A TSO is a Technical Standard Order. A TSO references a non-FAA document produced by an industry consortium (that's a bunch of guys sitting around the table) that says that if you want to build (for example) a TSO transponder it has to put out so much power, it has to have so much sidelobe suppression, it has to work from this temperature to that temperature, it has to survive the following shake-rattle-and-roll regimen, and a whole bunch of other stuff. Now you have your choice. Since the FAA (in their infinite wisdom) have chosen to write most of the FARs that stuff must MEET the TSO rather than BE TSOd, you can sell your stuff as MEETING the TSO. Getting the TSO means that you submit all your test data to the FAA, wait until the first virgin of Spring has been sacrificed,and then MAYBE if Jupiter aligns with Mars you will get the TSO approval back in the mail the following millenium. Maybe.
The whole "meet the TSO" is an interesting, and I personally believe, legitimate loophole. Worth noting that NO ONE may approve a change to a TSO'd product other than the TSO holder. In other words, you can't do anything to a TSO'd product except as specified by the OEM - Major/Minor, doesnot matter. Which brings up an interesting point - that requirement does not apply to an article that MEETS as TSO, it only applies to TSO'd articles. Hmmmm.
I stand ready to defend my thesis ...
No particular reason why I selected this post to make comments other than that it was fairly well organized and speaks to several things with I am intimately familiar.
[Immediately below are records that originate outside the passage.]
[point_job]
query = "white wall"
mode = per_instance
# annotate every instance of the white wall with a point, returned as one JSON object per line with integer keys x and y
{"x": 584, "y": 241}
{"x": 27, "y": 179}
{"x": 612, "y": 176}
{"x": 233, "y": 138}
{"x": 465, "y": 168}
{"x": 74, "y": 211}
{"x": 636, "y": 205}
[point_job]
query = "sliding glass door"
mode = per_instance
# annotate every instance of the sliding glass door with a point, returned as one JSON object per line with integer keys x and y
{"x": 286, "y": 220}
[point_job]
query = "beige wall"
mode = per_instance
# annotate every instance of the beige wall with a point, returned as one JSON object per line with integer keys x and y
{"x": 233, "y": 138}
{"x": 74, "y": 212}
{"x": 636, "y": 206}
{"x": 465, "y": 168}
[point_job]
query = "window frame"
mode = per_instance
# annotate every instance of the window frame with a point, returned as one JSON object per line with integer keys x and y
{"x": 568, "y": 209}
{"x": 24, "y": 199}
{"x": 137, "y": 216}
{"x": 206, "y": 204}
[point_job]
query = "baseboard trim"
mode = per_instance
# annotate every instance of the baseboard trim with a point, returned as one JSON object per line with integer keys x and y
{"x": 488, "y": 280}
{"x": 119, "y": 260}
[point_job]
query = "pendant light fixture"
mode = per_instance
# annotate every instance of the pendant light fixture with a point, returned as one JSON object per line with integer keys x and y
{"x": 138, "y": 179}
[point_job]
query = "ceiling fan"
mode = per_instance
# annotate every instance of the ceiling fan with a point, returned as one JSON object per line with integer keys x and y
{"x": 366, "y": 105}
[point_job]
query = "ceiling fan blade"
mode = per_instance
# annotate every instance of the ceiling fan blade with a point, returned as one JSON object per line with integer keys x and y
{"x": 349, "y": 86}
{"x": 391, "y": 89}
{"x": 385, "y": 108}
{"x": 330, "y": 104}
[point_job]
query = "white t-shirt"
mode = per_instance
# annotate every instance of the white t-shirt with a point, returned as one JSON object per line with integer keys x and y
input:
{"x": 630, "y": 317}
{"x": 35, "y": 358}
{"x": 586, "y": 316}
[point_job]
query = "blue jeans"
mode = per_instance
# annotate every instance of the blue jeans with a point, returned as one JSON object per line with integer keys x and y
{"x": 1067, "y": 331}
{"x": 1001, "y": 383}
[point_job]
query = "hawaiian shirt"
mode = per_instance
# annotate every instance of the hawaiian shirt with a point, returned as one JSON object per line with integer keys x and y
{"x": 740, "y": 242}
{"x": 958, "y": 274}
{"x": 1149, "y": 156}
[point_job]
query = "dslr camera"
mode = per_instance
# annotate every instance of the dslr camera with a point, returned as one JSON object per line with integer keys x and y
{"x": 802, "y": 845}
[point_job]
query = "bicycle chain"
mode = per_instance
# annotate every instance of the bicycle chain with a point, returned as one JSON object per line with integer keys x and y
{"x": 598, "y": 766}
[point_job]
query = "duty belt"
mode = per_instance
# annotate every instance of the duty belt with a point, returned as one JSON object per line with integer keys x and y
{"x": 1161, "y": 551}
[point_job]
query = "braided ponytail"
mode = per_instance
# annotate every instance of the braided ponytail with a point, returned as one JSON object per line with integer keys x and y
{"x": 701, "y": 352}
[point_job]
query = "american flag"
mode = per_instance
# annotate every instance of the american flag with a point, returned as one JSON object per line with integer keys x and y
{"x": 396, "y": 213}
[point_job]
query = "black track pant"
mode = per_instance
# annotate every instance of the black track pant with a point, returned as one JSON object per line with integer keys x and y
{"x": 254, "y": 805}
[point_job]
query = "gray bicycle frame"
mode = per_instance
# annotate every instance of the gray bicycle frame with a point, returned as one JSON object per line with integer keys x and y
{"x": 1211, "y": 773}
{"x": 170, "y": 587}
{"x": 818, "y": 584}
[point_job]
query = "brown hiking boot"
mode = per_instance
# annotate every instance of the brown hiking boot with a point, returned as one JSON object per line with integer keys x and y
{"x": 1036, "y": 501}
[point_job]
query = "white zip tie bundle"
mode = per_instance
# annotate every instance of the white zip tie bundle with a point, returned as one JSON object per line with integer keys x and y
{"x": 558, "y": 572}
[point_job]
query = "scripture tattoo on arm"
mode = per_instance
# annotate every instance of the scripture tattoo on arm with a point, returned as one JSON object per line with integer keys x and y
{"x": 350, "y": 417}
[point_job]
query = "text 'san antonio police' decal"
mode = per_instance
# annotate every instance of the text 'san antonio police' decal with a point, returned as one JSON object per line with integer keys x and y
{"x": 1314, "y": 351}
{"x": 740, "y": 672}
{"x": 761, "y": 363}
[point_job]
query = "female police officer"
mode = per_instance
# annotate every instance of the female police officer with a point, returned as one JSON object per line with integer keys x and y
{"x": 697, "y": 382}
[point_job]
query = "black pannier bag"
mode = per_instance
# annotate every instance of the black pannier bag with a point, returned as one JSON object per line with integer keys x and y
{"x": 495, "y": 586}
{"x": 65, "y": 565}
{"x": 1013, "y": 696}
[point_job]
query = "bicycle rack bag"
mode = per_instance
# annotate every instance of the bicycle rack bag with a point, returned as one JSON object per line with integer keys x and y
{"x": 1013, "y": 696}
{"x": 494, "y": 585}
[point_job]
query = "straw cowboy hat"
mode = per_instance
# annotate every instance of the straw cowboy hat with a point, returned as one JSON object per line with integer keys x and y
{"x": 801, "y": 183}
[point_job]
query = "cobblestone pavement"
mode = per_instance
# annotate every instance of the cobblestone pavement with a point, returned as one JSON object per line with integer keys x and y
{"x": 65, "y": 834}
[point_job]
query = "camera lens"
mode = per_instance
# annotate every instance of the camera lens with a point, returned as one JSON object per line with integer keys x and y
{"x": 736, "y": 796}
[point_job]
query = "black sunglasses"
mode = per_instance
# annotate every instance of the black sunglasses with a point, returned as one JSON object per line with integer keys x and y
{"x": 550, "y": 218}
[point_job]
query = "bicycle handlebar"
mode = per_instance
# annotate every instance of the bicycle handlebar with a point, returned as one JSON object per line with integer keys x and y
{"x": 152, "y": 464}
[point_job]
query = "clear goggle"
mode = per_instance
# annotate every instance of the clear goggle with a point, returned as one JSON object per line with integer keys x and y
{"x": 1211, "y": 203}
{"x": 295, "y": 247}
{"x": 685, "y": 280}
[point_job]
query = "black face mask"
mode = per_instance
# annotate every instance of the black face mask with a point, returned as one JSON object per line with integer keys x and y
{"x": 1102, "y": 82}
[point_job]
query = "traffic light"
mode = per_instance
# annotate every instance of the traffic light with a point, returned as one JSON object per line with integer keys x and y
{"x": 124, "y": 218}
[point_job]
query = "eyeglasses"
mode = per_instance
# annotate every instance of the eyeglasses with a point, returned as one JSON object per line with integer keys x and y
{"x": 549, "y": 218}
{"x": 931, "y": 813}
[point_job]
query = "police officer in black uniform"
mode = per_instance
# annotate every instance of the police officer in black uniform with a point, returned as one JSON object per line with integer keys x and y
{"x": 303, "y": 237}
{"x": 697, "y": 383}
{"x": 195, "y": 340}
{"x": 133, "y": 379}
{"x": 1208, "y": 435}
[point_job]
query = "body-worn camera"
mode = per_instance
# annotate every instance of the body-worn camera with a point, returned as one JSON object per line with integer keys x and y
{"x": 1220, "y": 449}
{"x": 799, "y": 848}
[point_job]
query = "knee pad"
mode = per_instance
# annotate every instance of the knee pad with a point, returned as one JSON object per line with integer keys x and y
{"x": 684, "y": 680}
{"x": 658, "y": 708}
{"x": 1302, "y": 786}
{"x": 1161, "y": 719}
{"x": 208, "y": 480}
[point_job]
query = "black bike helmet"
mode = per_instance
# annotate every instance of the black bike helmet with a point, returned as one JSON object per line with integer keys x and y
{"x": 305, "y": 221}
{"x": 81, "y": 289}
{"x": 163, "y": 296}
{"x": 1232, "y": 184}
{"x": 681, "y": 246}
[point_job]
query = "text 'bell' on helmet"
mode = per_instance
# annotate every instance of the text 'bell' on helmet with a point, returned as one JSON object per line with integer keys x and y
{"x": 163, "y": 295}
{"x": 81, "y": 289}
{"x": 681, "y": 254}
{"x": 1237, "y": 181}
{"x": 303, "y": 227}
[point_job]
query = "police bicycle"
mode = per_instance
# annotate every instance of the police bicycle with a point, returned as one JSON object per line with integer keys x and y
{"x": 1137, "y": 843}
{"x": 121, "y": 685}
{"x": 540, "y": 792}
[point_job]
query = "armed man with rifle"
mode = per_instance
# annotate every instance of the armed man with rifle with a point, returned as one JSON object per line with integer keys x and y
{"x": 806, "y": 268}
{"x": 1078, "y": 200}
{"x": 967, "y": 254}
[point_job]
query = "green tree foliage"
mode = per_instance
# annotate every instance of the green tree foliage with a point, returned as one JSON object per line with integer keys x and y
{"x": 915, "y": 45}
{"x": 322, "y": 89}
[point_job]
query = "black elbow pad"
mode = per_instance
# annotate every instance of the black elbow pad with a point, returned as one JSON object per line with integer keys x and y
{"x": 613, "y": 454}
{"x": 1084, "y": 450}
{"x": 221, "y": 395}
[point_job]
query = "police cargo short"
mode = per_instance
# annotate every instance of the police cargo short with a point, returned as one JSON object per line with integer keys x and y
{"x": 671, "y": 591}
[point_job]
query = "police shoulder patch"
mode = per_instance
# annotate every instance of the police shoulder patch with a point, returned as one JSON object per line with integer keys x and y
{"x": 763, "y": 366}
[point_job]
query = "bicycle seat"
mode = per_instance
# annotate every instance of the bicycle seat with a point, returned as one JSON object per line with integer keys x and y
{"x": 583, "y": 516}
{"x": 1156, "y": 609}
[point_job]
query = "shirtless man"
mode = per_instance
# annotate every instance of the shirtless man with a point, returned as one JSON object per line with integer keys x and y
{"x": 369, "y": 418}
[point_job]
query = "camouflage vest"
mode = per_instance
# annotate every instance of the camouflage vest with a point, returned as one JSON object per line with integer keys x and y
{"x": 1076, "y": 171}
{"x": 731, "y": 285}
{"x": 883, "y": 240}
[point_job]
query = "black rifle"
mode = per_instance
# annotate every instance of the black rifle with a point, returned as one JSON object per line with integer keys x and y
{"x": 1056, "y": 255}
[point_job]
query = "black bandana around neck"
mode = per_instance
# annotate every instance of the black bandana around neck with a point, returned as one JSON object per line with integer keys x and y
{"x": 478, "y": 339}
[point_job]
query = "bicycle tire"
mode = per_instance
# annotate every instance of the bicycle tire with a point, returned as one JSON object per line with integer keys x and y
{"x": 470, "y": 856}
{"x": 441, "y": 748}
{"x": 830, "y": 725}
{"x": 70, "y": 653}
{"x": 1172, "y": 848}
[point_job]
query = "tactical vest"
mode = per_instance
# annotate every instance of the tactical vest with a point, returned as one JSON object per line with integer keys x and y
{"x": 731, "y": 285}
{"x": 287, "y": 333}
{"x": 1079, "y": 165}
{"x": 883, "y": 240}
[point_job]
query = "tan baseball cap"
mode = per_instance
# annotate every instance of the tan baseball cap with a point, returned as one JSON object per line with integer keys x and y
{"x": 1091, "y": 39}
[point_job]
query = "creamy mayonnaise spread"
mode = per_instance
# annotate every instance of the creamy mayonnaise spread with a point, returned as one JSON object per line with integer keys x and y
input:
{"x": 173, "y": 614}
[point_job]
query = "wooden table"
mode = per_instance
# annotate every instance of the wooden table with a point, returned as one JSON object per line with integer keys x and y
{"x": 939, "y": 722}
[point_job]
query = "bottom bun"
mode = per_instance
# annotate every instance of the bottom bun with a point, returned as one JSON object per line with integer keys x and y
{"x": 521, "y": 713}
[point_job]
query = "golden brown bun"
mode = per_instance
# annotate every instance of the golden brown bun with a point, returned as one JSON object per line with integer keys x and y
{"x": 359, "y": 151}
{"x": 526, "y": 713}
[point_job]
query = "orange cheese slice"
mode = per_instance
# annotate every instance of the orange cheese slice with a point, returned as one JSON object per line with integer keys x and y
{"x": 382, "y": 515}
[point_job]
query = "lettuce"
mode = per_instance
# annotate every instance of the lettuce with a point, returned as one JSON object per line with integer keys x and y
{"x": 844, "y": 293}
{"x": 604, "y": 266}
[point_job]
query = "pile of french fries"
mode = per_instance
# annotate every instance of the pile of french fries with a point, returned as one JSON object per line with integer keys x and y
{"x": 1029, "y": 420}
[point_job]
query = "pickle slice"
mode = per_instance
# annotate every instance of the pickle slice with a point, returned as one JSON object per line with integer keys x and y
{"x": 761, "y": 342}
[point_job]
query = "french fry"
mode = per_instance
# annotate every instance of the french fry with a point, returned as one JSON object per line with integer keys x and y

Just pitching in to try and help clarify this mess that the FAA has created. It amazes me how much I don't know - I am an A&P/IA, FAA-DER, pilot and have been working in the capacity of aircraft mechanic and/or Engineer (Mechanical by degree, Aerospace by practice) for damn near 40 years, yet I constantly have to dig into the regs to try to figure out yet another issue that I am confronted with. In other words, I ain't throwing any stones here and I damn sure don't know it all. I do keep learning more every day and that's what keeps me going!